D’autres militants, comme Andrea D’Atri, figure du mouvement féministe et dirigeante de Pan Y Rosas, ont pu prendre la parole. Elle insistait ce lundi sur le rôle de la mobilisation du mouvement féministe contre le gouvernement pour mettre fin aux plans d’ajustement structurel du gouvernement : « Nous, les femmes, avons à nouveau sorti les casseroles de nos maisons et sommes descendues dans la rue pour reconstruire les liens sociaux brisés par le "chacun pour soi" néolibéral et repenser les rêves qui nourrissent notre existence commune. Nous sommes les mieux placées pour imaginer et proposer de nouvelles formes d’organisation collective, de soins mutuels. » De même, les députés ont fait entendre la colère des travailleurs de culture qu’ils ont rejoint lors de leur mobilisation nationale le 10 janvier.
De son côté, le député ouvrier Alejandro Vilca, éboueur dans la région de Jujuy, une des plus pauvres du pays, a dénoncé le caractère anti-écologique du plan de Milei, son négationnsime climatique et les offensives contre les régulations environnementales. « La loi donne le champ libre pour que les grandes entreprises puissent exploiter tous les sites protégés mais aussi pour qu’elles s’approprient de nombreux territoires. Des territoires qui sont souvent disputés aux peuples indigènes, comme en Patagonie avec le peuple Mapuche ou dans le Nord du pays avec le peuple Colla et les ressources minières. (…) Je voulais conclure avec une phrase qu’on reprend souvent dans le mouvement écologiste : si le capitalisme détruit la planète, pourquoi on ne détruit pas le capitalisme ? »

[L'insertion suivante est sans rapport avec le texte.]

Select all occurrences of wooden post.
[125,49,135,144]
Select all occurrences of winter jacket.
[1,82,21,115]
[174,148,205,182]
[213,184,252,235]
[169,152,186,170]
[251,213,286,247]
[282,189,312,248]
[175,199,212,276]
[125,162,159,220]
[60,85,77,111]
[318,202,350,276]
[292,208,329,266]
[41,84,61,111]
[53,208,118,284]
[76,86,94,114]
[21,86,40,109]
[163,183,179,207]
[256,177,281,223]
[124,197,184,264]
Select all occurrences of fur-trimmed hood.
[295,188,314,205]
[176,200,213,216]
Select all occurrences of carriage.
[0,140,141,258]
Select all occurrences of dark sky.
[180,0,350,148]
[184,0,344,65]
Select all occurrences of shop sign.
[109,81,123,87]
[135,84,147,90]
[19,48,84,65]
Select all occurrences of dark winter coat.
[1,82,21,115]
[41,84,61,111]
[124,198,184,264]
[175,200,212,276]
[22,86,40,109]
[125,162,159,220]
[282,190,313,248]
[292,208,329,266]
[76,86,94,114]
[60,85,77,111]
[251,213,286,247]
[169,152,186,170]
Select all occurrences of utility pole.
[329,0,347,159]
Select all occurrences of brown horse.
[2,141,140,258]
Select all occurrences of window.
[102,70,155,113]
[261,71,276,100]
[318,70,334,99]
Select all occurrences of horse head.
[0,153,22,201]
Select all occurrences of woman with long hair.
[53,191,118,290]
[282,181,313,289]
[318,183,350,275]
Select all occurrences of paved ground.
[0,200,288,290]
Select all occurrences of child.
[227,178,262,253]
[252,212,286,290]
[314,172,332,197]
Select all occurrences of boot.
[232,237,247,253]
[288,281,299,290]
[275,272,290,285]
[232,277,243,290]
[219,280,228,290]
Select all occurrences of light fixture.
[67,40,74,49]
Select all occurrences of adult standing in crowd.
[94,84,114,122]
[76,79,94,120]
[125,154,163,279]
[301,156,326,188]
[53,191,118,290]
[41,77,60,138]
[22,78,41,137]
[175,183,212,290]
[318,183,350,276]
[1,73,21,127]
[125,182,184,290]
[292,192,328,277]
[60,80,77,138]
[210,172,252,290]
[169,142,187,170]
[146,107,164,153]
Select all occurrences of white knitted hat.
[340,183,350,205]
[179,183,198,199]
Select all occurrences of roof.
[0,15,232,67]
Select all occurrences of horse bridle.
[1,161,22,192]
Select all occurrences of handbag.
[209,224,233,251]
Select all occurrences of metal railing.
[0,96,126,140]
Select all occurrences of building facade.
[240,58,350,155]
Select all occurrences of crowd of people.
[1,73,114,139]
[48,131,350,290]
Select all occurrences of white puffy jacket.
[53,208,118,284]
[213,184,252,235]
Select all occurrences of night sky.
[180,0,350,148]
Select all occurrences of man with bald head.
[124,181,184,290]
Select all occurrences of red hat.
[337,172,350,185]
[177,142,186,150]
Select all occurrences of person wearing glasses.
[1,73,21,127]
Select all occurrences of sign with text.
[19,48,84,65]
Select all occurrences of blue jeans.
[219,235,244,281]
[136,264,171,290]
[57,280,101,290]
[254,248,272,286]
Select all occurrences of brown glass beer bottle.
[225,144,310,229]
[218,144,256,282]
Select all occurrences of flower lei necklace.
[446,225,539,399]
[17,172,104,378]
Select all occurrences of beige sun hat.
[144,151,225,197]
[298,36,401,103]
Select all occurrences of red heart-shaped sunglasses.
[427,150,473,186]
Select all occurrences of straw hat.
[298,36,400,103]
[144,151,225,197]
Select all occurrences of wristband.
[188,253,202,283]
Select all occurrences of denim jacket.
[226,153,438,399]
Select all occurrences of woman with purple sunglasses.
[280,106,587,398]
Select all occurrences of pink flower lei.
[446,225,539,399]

Un parlementarisme révolutionnaire au service de la construction des mobilisations contre le gouvernement

Alors que Javier Milei a rencontré ce mardi les représentants du FMI au forum de Davos, accompagné de son ministre de l’Economie Luis Caputo et de son directeur de cabinet Nicolas Posse, l’institution internationale liée aux intérêts des grandes puissances occidentales et tout particulièrement des Etats-Unis a félicité le gouvernement pour les mesures rapides et « agressives » mises en place pour « résoudre les problèmes structurels du pays ». Comme l’a rappelé Myriam Bregman, ces derniers se sont empressés de rendre des comptes au FMI sans jamais se présenter une seule fois face au Congrès pour justifier leurs attaques autoritaires et ultralibérales.

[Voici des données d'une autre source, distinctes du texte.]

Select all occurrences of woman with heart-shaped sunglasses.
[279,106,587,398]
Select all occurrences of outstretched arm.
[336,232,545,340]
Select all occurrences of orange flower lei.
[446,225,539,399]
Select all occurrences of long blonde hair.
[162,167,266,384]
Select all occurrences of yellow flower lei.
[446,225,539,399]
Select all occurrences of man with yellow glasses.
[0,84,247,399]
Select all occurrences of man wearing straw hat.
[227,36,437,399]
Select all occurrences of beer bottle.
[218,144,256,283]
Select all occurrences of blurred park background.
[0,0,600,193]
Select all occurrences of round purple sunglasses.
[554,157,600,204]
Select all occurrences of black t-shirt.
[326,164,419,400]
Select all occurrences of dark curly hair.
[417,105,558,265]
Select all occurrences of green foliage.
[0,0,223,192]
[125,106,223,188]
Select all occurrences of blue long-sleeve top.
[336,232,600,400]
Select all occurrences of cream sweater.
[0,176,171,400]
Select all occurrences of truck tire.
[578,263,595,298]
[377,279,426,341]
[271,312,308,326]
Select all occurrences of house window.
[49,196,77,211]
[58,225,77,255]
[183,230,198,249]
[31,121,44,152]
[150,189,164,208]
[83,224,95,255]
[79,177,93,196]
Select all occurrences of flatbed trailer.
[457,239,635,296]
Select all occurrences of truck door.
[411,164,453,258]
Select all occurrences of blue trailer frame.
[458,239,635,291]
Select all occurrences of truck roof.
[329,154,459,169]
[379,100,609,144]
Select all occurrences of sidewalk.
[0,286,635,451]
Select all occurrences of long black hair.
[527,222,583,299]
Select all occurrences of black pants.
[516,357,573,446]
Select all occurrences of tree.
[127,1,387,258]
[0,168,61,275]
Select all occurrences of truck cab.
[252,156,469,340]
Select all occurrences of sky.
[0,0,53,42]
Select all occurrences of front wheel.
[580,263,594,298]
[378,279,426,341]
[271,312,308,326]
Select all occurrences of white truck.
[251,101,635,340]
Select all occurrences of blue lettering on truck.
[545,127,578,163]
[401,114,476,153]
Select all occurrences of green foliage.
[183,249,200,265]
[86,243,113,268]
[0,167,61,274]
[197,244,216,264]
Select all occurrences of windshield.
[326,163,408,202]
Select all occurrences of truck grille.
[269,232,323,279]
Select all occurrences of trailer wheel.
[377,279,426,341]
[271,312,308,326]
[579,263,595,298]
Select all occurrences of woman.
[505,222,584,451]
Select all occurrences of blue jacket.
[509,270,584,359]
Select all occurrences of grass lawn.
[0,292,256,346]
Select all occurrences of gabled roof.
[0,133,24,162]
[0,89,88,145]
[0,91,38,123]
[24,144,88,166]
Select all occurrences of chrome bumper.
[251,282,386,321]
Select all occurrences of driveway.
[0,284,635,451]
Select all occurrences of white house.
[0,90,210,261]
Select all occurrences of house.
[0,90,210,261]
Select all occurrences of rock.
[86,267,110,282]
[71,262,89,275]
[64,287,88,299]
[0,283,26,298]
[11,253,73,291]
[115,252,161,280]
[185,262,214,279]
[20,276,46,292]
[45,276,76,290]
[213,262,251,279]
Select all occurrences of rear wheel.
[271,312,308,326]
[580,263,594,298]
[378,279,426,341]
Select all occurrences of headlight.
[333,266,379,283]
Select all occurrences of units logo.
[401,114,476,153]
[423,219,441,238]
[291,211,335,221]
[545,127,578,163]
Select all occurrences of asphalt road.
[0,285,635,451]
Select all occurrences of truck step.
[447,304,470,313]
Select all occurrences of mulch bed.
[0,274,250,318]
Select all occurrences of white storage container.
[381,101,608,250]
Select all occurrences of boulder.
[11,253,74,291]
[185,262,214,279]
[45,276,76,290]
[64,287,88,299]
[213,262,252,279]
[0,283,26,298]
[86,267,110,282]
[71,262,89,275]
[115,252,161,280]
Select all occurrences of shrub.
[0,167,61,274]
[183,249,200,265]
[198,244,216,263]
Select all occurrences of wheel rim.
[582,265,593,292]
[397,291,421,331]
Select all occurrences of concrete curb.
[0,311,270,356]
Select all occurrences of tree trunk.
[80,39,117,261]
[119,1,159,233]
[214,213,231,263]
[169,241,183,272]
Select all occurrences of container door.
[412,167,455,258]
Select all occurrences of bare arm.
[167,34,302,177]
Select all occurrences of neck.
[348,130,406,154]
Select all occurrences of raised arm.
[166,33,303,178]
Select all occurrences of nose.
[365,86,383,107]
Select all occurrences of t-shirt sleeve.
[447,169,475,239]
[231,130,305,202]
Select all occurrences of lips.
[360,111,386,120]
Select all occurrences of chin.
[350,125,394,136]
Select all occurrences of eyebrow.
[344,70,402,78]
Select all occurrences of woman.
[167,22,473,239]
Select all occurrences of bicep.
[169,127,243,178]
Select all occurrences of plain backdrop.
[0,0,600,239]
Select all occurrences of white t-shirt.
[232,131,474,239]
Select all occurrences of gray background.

A l’opposé de cette pratique anti-démocratique du pouvoir, mais aussi de l’attitude des députés conciliateurs de la droite et du péronisme fédéral, qui se réunissent actuellement en secret pour négocier des dispositions particulières de la loi, pour parvenir à un accord sur la LO, les députés révolutionnaires du PTS et du FIT-U font de leurs sièges une véritable position pour dénoncer l’ensemble des intrigues et négociations secrètes menées par un gouvernement faible au Congrès et une opposition conciliatrice.

Sans accorder aucune confiance au Parlement pour freiner le gouvernement et les plans du patronat et du FMI, ils renouent avec la tradition du parlementarisme révolutionnaire, qui utilise les positions d’élus comme un véritable point d’appui pour faire entendre les voix des secteurs qui sont au cœur de la lutte contre les plans de Javier Milei. Leur présence et la dénonciation de l’ensemble des plans austéritaires et autoritaires de Milei s’inscrit par ailleurs dans la construction d’une bataille idéologique et politique contre l’autoritarisme des libertariens et leurs idées réactionnaires.

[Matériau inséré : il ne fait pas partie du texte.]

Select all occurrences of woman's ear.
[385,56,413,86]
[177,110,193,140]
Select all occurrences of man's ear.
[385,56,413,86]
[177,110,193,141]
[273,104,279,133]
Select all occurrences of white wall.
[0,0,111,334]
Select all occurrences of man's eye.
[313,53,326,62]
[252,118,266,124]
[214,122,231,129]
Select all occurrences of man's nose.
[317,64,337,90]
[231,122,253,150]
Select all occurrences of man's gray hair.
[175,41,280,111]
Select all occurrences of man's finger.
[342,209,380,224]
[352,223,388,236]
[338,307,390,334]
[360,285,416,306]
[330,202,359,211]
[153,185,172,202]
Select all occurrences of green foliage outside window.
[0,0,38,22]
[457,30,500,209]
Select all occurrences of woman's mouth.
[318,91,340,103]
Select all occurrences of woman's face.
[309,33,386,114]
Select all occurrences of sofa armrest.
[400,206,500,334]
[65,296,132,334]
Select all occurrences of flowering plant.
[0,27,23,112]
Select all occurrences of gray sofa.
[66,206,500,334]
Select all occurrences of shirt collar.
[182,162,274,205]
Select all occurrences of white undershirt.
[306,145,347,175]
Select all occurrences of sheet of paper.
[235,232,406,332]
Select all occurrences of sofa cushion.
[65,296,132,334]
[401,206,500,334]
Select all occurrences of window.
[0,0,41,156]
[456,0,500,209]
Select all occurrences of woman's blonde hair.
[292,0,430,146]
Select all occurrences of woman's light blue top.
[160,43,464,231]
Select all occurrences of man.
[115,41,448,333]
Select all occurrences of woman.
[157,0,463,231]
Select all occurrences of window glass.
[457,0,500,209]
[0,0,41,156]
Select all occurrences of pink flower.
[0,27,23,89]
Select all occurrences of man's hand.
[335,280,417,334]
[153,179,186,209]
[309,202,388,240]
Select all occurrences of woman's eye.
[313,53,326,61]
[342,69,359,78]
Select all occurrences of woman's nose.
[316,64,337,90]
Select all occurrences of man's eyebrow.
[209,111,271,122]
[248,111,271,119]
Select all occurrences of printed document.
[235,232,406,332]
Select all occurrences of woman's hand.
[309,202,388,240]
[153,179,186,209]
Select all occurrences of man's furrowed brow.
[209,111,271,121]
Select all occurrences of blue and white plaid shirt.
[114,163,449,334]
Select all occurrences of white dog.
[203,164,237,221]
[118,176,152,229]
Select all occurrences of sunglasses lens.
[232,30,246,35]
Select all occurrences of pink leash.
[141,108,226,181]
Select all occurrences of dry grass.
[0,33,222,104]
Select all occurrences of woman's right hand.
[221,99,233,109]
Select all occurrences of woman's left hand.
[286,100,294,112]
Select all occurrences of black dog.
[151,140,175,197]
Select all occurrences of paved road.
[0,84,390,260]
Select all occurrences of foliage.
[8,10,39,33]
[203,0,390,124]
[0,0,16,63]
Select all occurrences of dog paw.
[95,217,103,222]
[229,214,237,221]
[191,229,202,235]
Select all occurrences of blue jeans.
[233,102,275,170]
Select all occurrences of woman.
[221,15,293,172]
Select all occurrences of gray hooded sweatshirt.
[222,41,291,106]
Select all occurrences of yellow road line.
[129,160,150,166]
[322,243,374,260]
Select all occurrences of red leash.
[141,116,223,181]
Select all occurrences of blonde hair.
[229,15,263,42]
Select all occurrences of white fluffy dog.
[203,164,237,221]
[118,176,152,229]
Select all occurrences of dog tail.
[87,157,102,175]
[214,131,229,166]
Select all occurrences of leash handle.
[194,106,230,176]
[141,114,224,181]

Dans la bataille contre le Décret de Nécessité et d’Urgence et la Loi Omnibus se joue la possibilité pour le gouvernement Milei de consolider le tournant autoritaire et bonapartiste qu’il souhaite imposer au pays. Les députés et parlementaires du FIT-U ont démontré le rôle que peuvent jouer les révolutionnaires dans la dénonciation publique et systématique des plans du gouvernement d’extrême-droite, au service de la lutte de classes et de la préparation de la journée de mobilisation du 24. Cette dernière va être un moment décisif pour construire un véritable plan de bataille et une mobilisation structurée à la base, qui permette d’aller vers une généralisation de la grève afin d’arracher le retrait total du DNU et de la loi Omnibus.